This original, gripping novel embodies a profound understanding of the magical nuances of English folklore as it percolates through contemporary life. Modern miracles such as instantaneous digital communication exist comfortably alongside the uncanny incursions of historical figures, landscapes whose geography changes without warning, and the Behenian stars, which manifest as eerily beautiful young women with a taste for exquisite couture.
As well as a gloriously visceral sense of place, the story has a great hook. A year before the events of the novel, the mother of four sisters whose ability to see realities unnoticed by most people in busy capitalist Britain suggest a touch of the fae, mysteriously vanishes. Her disappearance seems to be linked to more sinister visitations, both from the titular comet and from a creepy brother-and-sister team who, like all trendy irritants, are both more and less than they appear.

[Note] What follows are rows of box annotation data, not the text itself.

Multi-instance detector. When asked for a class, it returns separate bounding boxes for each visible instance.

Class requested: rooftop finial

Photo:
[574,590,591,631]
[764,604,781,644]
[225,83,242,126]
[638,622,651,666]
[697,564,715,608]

The narrative moves between the points of view of the four sisters as they find their way home to the family house, an enchanted old building in deepest Somerset. The women, in their twenties and thirties, are all used to visitations by the uncanny. Indeed, one of the novel’s many charms is the matter-of-fact way the sisters accept the cryptic advice of talking trees, the kindness of a spectral paramour, and the guidance of their long-dead grandfather, who appears as a blue spark above his own grave.

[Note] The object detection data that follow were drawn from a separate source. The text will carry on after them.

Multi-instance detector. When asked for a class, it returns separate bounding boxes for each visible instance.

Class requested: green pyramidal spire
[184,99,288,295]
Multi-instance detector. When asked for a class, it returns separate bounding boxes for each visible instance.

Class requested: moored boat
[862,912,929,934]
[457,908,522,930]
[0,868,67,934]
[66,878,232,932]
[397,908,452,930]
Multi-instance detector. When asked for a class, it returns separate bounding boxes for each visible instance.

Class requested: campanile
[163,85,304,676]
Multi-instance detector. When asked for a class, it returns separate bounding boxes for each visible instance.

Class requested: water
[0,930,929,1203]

The author creates this unique sensibility via an ingenious system of images and patterns, such as the way the sisters’ names and jobs echo themes in the novel. Serena is a fashion designer whose creations reflect the landscape of her home and the outfits worn by the Behenian stars. In a twist that perfectly captures the novel’s wry wit, one of them even shows up on the catwalk of a local fashion show featuring Serena’s clothes. Luna, whose name subtly reminds us that the family home is call Mooncote, is a traveller gifted with deeper insight, guided by tidal forces that underlie both the landscape and the various dimensions it nourishes. In her mother’s absence Bee is the de facto matriarch, and tends the house and its enchanted orchard where a ghostly lover resides. Bees and swarms of light recur throughout the novel, often as defenders against the darker forces whose power gathers with the comet’s arrival. Stella, whose name reflects the stars she comes to know so well, is a DJ, and the theme of music is linked to the artifact at the heart of the mystery, as well as to Serena’s errant boyfriend who is the lead singer in a band.

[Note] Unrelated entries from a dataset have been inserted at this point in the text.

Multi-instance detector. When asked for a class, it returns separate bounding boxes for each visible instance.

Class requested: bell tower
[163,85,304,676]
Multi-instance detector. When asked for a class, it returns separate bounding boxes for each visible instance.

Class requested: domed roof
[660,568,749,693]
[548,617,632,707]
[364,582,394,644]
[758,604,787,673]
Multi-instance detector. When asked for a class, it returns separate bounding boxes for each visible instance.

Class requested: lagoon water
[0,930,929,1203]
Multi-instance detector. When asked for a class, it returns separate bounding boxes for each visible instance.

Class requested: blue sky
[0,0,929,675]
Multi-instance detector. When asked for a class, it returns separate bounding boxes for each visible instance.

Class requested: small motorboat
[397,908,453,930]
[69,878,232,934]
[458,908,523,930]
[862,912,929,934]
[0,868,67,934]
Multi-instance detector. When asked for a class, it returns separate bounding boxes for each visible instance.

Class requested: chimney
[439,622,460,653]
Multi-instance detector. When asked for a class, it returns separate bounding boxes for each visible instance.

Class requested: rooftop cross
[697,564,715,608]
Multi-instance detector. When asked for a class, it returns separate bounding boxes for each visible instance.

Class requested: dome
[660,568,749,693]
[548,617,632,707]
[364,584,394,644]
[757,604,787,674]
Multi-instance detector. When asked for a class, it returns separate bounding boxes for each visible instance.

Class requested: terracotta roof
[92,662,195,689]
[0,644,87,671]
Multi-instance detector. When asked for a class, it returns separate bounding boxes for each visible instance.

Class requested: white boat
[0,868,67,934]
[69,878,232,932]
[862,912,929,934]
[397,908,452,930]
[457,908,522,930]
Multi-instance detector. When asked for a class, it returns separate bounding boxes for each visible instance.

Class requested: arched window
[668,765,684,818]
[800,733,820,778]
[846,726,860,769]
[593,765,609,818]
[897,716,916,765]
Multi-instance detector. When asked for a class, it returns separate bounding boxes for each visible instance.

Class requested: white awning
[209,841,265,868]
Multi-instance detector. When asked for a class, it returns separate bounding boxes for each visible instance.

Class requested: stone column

The book is also unified by the theme of female power, which is shown to be as much to do with loyalty and practical stoicism as it is with inspiration and the sudden need to embark on quests through hidden landscapes rich with wonder and menace. The sisters, each of whom has a different father, join forces with male allies – who are just as sympathetically-drawn – to confront puzzles and ancient monsters. Generational relationships are key here, from the way the missing mother nonetheless exerts influence, to the relationship between Serena and her daughter, and Luna’s reaction to falling pregnant, with the additional pressure this development places on her, particularly at the climax.
These patterns create a beguiling tension, ensuring that the book is compelling without ever resorting to tedious ‘action’ sequences or melodrama. Indeed, the characters have genre expectations of their own, often referencing movies like Pirates of the Caribbean when accosted by the truly occult, which then confounds them still further. This conceptual originality makes the violence that does occur all the more shocking.
What truly makes this book great, however, is the author’s mastery of language. Crisp as the frost on a country morning, it blends the fantastical and the everyday to create a believable portrait of folkloric England in the early 21st century. The author has a deep awareness of the cadences of pagan mythology, and how it is as much the music of the words as the stories they impart that haunts our dreams and aspirations.
Comet Weather is my personal Book of the Year for 2020, and I am delighted that a sequel, Blackthorne Winter, has already been published with two more to come – four books for four sisters. Its themes of freedom, mutual respect and acceptance make it the ideal January lockdown read, and I highly recommend it.